I have repainted this image a few times, 5 I think. I have one here in my studio. I will probably paint it again.
‘M-16’, acrylic on paper. 2014. I usually get carried away in my head when I like the image. I can use it then as an icon to represent something else. In this case war. I wonder if its related to the repetitive thinking I have, often. Some thank me for recognizing their value defending us, others see it as something far more troubling. The militarization of everything.
Haunted by Orwell.
This is a digital version I have played with. I would like to get more 3d into the image. When I make this one again I will use plaster instead of paint. Build it onto a sheet of plywood.

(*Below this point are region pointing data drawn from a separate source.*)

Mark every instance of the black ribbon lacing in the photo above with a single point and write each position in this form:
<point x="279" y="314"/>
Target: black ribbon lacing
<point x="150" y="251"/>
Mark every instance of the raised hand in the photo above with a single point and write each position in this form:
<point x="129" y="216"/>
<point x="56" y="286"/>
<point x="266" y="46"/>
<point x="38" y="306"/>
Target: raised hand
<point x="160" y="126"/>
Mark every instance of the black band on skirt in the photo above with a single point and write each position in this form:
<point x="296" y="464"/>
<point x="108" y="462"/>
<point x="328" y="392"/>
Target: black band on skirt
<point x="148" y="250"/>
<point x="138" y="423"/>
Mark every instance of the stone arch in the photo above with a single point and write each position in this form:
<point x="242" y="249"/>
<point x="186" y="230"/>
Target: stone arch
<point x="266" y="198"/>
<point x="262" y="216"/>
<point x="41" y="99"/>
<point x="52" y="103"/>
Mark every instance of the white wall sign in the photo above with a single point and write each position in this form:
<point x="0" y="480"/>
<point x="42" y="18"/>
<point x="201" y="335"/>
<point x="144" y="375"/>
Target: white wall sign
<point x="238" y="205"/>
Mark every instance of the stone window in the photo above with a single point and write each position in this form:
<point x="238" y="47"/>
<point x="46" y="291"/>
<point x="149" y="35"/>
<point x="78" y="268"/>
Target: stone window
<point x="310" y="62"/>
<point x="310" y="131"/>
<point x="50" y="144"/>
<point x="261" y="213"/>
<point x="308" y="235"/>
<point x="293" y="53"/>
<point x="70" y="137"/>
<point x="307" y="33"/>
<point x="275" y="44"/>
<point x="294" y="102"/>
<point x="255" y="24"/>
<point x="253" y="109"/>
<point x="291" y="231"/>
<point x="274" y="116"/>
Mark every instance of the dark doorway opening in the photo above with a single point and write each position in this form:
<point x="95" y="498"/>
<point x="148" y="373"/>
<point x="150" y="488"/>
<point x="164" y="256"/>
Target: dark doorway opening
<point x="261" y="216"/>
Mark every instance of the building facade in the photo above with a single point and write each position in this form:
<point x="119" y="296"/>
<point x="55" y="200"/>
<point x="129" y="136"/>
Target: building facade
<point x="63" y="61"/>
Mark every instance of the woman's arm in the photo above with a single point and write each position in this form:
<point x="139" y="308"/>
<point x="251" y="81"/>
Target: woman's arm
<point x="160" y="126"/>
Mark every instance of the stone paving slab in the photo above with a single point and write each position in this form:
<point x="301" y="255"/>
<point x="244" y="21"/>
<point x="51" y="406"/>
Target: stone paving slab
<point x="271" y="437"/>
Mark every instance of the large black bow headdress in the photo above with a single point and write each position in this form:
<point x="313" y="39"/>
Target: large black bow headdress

An unquiet mind. A long time ago, decades before I was diagnosed as bipolar ( the name seems to shift with the movements of psychiatry) I discovered drawing without thinking helped with the agitation that is ongoing with bipolar disorder. I would liken it to meditation, which I have tried but I prefer the physical act of drawing to contribute to the universe. Not quite doodling though, these usually take a lot of time, my body can be physically exhausted, but my mind will not shut up. For days this can go on, seemingly endless. When I was young, I could put it to use working, but now its just exhausting. The digital work is useful then, I can make an eBook from all the work already in hand. And having an actual hardcover of these works is even better. So much of my work, even now, is very large. Too large for most normal living room walls.
Its difficult to get the scale of a painting just showing the image on a webpage. So I peeled some of the tinfoil off the windows to let some light in. Thats a really huge coffee cup on the thingy there with some tea in it.
I took a quick snapshot of Canada, and stuck the tinfoil back down. Its cold here.